Several years ago when I was in 3rd grade I bought a yellow football. I was so excited to take it to school and play with it at recess. I don’t remember the details, but the ball ended up on the school roof, I was devastated! After school, I talked to the custodian. He brushed me off by saying he couldn’t get my ball down at that moment. I asked him later, and he told me he couldn’t find my football, I was pretty disappointed.
Whenever I was let down by adults when I was a kid, I vowed to do things differently when I got older. I have had many chances to show children that they do matter regardless of how big or small the problem. I have had this chance more often since I became an elementary custodian almost 25 years ago.
One of these moments came the other day when a second grade student came to me crying. She told me that she lost one of the lenses from her glasses in an air vent outside. This situation came at a really bad time. We had just received 5 inches of snow and I was tired of shoveling snow. The last thing I wanted to do was go looking for a lens from a pair of glasses. After much searching, I found the lens giving it to the girl waiting above. She was so thrilled to have the lens to her glasses back.
This made me realize we each have things that matter to us. They might not mean a thing to others but they matter to us. Small random acts of kindness make a difference in the lives of everyone, we have a connection with. When a student asks me to get their shoe off the roof, or they have a ball that needs to be blown up, I help them with a smile. The children at my school know that I care, and their concerns matter.
“If speaking is silver,
then listening is gold.”
When I was in 3rd grade, everyone would stand up to say The Pledge of Allegiance, except for a girl named Lisa. She was a Jehovah Witness. Everyone would stare at her, because she would just sit there. In our eyes she was different.
One day at recess when everyone had left the classroom, I was late getting out the door, I think I forgot my coat. I saw Lisa in the corner of the room sobbing. She was talking to herself. Under Lisa’s crying voice, she said, “Why don’t I have any friends, I don’t fit in, no one cares.” I said, “I will be your friend.” I think I startled her, and she said, “go away and leave me alone.”
I understood her pain.

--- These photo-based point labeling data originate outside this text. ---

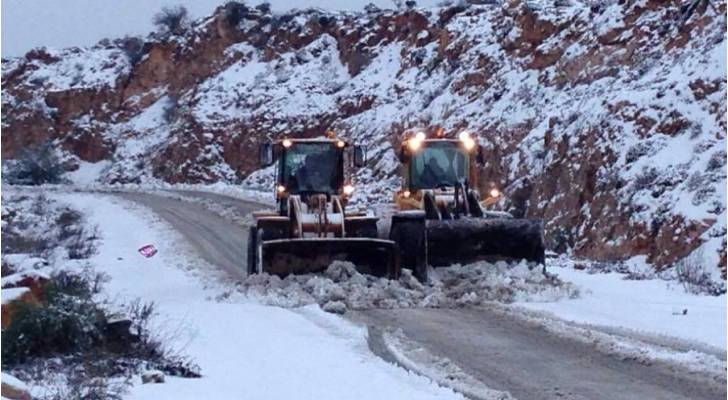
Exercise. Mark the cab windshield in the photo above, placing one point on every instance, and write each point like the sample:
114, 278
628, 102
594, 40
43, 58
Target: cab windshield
438, 164
312, 168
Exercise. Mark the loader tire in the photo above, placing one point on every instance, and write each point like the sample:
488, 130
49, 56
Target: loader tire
409, 232
430, 207
474, 205
252, 250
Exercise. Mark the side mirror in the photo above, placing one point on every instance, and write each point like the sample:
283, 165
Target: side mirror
480, 157
360, 158
266, 154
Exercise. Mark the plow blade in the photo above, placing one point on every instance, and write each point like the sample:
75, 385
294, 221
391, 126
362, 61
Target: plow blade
309, 255
471, 239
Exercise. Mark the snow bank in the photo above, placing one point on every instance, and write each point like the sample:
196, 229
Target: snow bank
650, 306
245, 350
455, 286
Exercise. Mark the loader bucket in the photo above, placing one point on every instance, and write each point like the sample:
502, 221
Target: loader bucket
309, 255
471, 239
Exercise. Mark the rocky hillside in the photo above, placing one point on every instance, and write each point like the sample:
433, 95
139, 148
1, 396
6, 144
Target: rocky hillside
605, 118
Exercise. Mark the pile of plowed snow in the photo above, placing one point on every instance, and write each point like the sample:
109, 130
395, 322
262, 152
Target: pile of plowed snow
341, 287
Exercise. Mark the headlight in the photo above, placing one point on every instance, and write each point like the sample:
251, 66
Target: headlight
414, 144
467, 140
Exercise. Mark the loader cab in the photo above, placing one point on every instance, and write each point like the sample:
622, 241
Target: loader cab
437, 162
311, 167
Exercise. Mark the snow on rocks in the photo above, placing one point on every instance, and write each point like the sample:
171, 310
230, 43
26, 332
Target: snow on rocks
13, 388
153, 376
341, 287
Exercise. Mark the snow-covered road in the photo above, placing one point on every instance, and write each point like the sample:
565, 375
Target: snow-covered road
245, 350
249, 350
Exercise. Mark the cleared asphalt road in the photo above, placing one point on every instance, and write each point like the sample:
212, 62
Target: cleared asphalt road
504, 353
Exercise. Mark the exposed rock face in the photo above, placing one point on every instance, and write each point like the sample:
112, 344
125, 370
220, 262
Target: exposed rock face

I felt lonely many times myself. I think this was the first time I could put myself in someone else’s shoes and truly empathize with what this person was going through. Stephen R. Covey says, “Seek first to understand then be understood.” We will definitely increase our listening skills when we seek to better understand every situation we are in.
When I was in third grade I was in a resource class for struggling students. One day I walked into class and I saw a table covered with many different coloring book pages. All the pictures were random pictures of a bear, doll, house, a tree, and many other different pictures. I asked Mrs. Foster what we were doing that day in class. She said we are going to color pictures.
I said I didn’t want to be the one that colors the picture of the doll. Why do you have a picture of a doll? Dolls are dumb. You guessed it I got the doll picture. My teacher said “I had no intention of giving you the doll picture until you made a big deal about it.” I was not happy while I was doing this assignment.
Mrs. Foster was teaching me a lesson. If you make a big deal out of things, you only make it worse. If I would have walked into the classroom, sat down, waited for instructions, I probably would have had a much different outcome.
This also brings to mind as a kid that it was my brother Mel and myself’s job to clean out the barn where our goats would eat, and sleep. When we were asked to “scatter sunshine”, we knew it was our job to shovel out all the goat manure, and hay mixture from the barn, and dump it on our garden.
When we made a big deal out of this task it took all day to shovel out the manure. When we did it with a good attitude it seemed like we finished the assignment a lot quicker. The lesson that has come from these situations is, your altitude determines your level of joy. When I am having a bad day, I like to emphasize the importance of a positive attitude by sharing a smile, with an encouraging word. This makes all the difference. You can change lives as well. Try it!